Regresó estremecida a la cama y Pedro, al sentirlo, la abrazó bajo las sábanas.
—¿Te ocurre algo?
—Me ha entrado frío. Hay demasiada humedad aquí.
—Sí —murmuró—. Está calando en los muros. ¿Cuántos días lleva lloviendo?
Diluviaba sobre Sevilla desde septiembre, como pocas veces se recordaba. Lloviznas alternas con aguaceros que habían anegado callejas, patios, plazuelas, y hecho que las lagunas que aún existían dentro de la ciudad se desbordasen para anegar barriadas enteras. Toda la ciudad era un lodazal en el que chapoteaban hombres y bestias, con el fango a los tobillos.
—¿Es verdad que el concejo piensa cerrar las puertas del río y calafatearlas?

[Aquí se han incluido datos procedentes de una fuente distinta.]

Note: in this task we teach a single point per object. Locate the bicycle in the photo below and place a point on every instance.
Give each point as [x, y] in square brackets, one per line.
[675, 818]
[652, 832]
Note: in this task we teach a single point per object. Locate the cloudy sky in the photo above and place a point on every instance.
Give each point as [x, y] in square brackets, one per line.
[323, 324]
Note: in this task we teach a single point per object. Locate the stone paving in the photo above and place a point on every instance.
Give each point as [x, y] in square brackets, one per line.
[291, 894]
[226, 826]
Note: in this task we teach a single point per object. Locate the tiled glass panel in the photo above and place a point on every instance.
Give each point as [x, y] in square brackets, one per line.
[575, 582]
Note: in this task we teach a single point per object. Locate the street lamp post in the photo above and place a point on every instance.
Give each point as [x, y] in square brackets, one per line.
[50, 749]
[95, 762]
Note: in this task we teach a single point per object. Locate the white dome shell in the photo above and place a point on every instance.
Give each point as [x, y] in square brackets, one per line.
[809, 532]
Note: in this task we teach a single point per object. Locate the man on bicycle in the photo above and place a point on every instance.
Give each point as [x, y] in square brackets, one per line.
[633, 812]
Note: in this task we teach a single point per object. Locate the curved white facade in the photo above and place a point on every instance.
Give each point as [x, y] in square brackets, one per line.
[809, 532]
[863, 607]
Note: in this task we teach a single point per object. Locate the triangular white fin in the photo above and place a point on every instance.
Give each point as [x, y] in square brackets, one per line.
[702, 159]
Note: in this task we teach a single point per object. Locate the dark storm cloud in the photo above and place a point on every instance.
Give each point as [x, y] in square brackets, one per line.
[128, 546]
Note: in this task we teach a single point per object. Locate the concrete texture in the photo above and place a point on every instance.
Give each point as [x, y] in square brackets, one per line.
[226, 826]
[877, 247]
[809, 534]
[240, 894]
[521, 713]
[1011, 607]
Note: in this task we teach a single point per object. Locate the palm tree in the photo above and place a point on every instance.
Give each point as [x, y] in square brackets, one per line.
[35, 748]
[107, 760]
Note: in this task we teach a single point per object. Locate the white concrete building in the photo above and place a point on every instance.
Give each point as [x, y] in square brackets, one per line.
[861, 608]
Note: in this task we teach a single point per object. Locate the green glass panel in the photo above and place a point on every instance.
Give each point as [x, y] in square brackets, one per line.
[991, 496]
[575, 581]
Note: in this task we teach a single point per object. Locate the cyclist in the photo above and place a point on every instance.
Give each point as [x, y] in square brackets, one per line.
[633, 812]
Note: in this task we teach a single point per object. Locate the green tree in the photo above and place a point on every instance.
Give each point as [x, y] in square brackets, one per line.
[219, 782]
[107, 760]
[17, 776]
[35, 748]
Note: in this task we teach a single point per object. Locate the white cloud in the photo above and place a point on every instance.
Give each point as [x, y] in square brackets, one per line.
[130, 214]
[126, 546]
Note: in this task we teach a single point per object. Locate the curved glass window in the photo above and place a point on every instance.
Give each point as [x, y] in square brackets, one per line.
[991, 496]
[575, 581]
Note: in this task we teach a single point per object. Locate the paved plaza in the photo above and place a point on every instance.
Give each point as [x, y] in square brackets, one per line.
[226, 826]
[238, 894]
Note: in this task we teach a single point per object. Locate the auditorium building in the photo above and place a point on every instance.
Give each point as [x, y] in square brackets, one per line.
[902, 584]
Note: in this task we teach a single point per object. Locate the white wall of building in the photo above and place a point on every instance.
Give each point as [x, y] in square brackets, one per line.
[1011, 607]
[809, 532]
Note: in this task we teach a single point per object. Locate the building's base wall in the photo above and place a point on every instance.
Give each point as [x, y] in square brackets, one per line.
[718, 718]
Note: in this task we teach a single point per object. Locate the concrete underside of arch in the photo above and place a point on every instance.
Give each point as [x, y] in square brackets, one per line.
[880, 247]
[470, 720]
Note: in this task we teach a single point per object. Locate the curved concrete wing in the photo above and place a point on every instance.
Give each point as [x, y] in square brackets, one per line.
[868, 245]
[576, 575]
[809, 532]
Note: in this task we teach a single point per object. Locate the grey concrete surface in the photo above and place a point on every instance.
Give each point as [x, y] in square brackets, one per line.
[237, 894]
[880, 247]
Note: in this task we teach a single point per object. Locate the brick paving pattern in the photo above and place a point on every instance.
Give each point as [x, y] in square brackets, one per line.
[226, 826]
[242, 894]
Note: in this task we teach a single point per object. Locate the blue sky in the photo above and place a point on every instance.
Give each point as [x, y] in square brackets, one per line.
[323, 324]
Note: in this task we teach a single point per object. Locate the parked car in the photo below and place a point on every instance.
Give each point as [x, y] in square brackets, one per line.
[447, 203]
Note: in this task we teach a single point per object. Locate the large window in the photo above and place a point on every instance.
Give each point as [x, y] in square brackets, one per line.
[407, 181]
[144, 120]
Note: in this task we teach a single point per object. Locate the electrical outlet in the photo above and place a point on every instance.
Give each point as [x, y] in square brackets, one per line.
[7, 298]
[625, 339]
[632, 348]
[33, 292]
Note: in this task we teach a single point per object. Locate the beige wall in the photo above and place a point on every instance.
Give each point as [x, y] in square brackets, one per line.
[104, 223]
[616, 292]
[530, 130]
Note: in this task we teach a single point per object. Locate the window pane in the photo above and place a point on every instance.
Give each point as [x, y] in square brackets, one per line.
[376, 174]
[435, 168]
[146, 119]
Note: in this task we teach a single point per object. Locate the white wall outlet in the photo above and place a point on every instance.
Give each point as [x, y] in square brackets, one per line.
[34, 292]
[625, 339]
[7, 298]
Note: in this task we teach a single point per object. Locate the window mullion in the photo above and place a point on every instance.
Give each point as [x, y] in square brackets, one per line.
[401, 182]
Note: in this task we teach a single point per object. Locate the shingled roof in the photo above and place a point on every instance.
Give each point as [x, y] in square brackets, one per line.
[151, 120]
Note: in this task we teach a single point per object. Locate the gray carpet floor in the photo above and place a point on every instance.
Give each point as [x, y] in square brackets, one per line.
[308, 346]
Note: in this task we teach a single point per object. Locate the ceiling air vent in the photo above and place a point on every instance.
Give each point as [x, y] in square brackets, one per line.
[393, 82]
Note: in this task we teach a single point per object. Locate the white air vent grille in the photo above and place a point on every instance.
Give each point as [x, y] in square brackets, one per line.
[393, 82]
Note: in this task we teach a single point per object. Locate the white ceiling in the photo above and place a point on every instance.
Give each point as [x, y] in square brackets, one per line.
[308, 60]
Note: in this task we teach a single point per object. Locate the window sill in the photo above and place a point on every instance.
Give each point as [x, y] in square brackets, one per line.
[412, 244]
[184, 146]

—Ya está decidido. Hay riesgo de que el río se desborde y, si no se toman ahora medidas, y se inunda Sevilla, será un desastre. —La estrechó aún más, al sentir que tiritaba—. En cuanto a la humedad, es culpa del alcázar. Es viejo y no me gusta nada. No está en las debidas condiciones. Aquí vivíamos mi madre y yo, y mi padre no se ocupó de él para nada. Pero, en cuanto tenga tiempo, voy a reunir a los mejores arquitectos y alarifes, y voy a hacer que lo rehagan de arriba abajo.